JRA「きっかけ」はR.ムーア!阪神大賞典(G2)川田将雅がキセキを「覚醒」させる!?
22日(日)に阪神競馬場で開催される阪神大賞典(G2)に2017年の菊花賞(G1)馬・キセキ(牡6歳、栗東・角居勝彦厩舎)が出走する。2年5か月ぶりの長距離レースだが、メンバー唯一のG1馬のため、ここでは主役の座は譲れない。
18日に栗東CWコースで最終追い切りが行われ、5ハロン67.5秒、ラスト11.8秒の時計を記録した。1週前追い切りの時点で既に仕上がっていたこともあり、「必要以上に抑え込まないようにしました。乗り込み十分で力を出せる仕上がりです」と陣営はコメント。レースに向けて万全の仕上がりだ。

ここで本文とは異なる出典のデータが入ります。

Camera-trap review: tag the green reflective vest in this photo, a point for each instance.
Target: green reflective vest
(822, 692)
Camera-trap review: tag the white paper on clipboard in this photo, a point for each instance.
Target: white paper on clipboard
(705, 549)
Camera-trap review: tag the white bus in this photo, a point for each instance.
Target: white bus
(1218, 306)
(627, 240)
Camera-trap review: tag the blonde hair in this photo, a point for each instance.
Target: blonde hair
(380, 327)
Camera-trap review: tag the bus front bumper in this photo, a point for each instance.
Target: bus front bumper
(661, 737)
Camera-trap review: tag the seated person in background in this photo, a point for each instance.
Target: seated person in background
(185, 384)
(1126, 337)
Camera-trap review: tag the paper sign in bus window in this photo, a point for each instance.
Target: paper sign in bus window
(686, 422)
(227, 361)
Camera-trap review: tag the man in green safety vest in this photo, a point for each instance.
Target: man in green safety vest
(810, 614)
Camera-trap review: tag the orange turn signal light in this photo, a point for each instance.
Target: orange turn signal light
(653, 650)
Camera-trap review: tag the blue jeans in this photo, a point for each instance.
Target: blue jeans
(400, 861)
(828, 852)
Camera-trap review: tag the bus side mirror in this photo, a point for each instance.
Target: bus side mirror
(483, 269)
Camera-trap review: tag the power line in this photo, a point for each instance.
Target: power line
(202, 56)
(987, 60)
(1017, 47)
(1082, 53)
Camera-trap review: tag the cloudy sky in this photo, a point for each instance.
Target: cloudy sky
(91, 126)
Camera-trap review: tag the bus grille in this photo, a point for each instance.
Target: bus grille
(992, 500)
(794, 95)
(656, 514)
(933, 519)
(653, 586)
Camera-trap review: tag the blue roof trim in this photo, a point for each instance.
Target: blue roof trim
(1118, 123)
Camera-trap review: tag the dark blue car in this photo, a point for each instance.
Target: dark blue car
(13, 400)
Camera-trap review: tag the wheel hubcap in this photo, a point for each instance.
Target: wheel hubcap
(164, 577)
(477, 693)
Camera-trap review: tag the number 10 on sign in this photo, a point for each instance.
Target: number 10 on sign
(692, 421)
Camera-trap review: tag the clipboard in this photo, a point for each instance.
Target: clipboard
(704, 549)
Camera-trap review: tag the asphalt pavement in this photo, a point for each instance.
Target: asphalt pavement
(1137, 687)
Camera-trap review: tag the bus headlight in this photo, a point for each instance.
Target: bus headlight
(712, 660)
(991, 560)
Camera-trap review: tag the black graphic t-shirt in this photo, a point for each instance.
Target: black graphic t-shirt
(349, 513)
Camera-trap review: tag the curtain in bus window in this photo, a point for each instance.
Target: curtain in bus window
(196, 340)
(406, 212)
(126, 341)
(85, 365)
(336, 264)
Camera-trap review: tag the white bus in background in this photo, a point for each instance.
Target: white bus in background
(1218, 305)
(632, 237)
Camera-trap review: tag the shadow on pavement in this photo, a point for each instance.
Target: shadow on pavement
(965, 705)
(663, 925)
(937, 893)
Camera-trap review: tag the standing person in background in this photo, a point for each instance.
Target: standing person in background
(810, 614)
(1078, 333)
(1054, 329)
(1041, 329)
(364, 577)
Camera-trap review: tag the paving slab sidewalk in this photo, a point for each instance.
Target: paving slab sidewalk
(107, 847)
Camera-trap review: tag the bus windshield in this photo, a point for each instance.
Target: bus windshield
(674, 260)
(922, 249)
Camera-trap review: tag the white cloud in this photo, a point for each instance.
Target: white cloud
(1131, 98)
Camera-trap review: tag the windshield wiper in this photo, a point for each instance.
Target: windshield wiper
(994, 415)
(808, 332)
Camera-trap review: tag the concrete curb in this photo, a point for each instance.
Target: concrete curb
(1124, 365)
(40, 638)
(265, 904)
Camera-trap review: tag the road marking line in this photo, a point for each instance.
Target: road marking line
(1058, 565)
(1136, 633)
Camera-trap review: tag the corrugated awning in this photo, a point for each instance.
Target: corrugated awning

今回、阪神大賞典で久々の長距離挑戦で不安もあるが、好走必至の裏付けがあるようだ。
菊花賞を制した後は、掲示板にすら載らない不振に陥ったキセキ。転機となったのは、18年の毎日王冠(G2)で川田将雅騎手と初コンビを組んだことだ。それまでの追い込みスタイルを一変し、先行のスタイルをとった。これが功を奏し、3着に粘りこむ成功を収める。
その後も、レースを先団から進めるようになり、G1で2着3回の好走を見せる。しかし、悩みの種は「勝ちきれない」という点だ。
「18年のジャパンC(G1)はアーモンドアイさえいなければ、レコード更新の逃げ切り勝ちのはずでした。また昨年の大阪杯(G1)もタイム差なしの2着と惜しい内容です。実力がある馬だけに、運がないに尽きますね。
今回、6歳になったキセキが久々に長距離へ出走するのは、世界の名手の助言がきっかけのようです」(競馬記者)
昨年の有馬記念(G1)で新しい一面を見せる。先行が板についたキセキだが、スタートで出遅れてしまう。騎乗したR.ムーア騎手は無理に前に押し出すことなく、後方からの競馬を選択。久々に追い込みを図ったレースで、結果は5着と上々の内容だった。
レース後、ムーア騎手から「今は長距離レースの方が向いているのでは」と提言されたことを角居調教師が明かしている。これが今回の阪神大賞典出走のきっかけというわけだ。
長距離について陣営は「今の道中の溜めが効く感じから、3000mをこなせると思います」と適性を感じており、年齢を重ねて落ち着きが出たことが脚質の再転換に繋がったとしている。
また位置取りについては角居調教師は「レースは騎手に任せますが、今の雰囲気を見ていたら『後ろ』からになりそう」とコメントしていることから、有馬記念のような位置取りの可能性が高い。
そして今回の阪神大賞典では、かつてキセキを逃げ馬として成功させた川田騎手とのコンビが復活する。
世界の名手ムーア騎手から日本のトップジョッキー川田騎手がバトンを引き継ぎ、いったいどのような結果となるだろうか。阪神大賞典がキセキの新たなターニングポイントになることに期待したい。